Brasileiros – Deu trabalho dar vida a Getúlio Vargas?
Tony Ramos – Foi complicado. Mas tive a felicidade de ter uma ótima base para trabalhar. O primeiro impacto veio com a leitura do roteiro, que me levou a conversar com o roteirista. E Jardim, que é um competente diretor de documentários, foi fundamental no processo. Por isso, tive a meu dispor uma farta documentação sobre a época e o próprio Vargas, sua personalidade, seus hábitos e trejeitos.
Você é minucioso até no jeito de pegar no charuto. De onde vieram esses detalhes do personagem?
Não existe muito material gestual do Vargas, como acontece com os outros presidentes que vieram depois. A TV era precária, não havia como fazer muitos registros da rotina do presidente. E os filmes que existem trazem o político no palanque, interpretando um papel, tudo montado para ser propaganda política. Recorri a descrições de pessoas que conviveram com ele, registradas em livros. Concluí que ele era um político de pé do ouvido, de longos silêncios, de gostar de observar e falar pouco.
E tinha uma personalidade complexa, como mostra no filme…
Sim. Ele foi um ditador e em seu governo foram feitas coisas terríveis contra a liberdade das pessoas. Em 1945, acabou deposto pelos militares e voltou democraticamente, nos braços dos povo, em 1950. Ou seja, o contraditório foi uma constante em sua vida. Assim, procurei explorar seus hábitos. Quem o conheceu lembra que da rua as pessoas podiam vê-lo na janela, acenavam para ele. Tentei recriar essas situações diante da maior crise da história política brasileira até aquele momento. Tem uma frase emblemática nesse sentido, quando ele diz que o tiro que matou o major Vaz acertou as costas de seu governo. Enfim, o filme não é uma biografia, mas também não trata do óbvio.

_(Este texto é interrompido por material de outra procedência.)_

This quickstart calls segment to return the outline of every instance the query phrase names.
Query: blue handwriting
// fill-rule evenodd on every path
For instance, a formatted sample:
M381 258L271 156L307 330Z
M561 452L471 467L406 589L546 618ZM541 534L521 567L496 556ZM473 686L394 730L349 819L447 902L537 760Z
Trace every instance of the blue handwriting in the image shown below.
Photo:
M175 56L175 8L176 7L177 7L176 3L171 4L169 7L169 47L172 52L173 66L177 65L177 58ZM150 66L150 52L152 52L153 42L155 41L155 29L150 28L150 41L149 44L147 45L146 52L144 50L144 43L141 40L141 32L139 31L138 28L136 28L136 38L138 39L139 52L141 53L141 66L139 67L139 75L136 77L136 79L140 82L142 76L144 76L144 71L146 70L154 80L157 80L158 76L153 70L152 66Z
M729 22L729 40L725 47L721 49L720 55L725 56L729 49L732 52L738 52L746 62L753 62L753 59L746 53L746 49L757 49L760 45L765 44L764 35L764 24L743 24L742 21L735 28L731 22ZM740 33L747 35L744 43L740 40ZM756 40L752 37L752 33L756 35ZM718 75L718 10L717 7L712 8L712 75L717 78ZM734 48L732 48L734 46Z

Com o suicídio, Vargas deu um xeque-mate em seus adversários, impediu que eles tomassem o poder?
Sem dúvida. Ele deu um xeque-mate na história do País. Desse modo, impediu o golpe militar, que só viria acontecer nove anos e sete meses depois. Não podemos esquecer de que Juscelino foi eleito em seguida, ajudado pelo legado de Vargas. Tem uma passagem que é importante nesse sentido. Quando a filha Alzira tenta tirá-lo da inércia, ele lhe diz que em sua vida pública acostumou-se a atender pessoas que lhe pediam coisas pessoais, jamais o procuravam para atender a alguma necessidade do povo.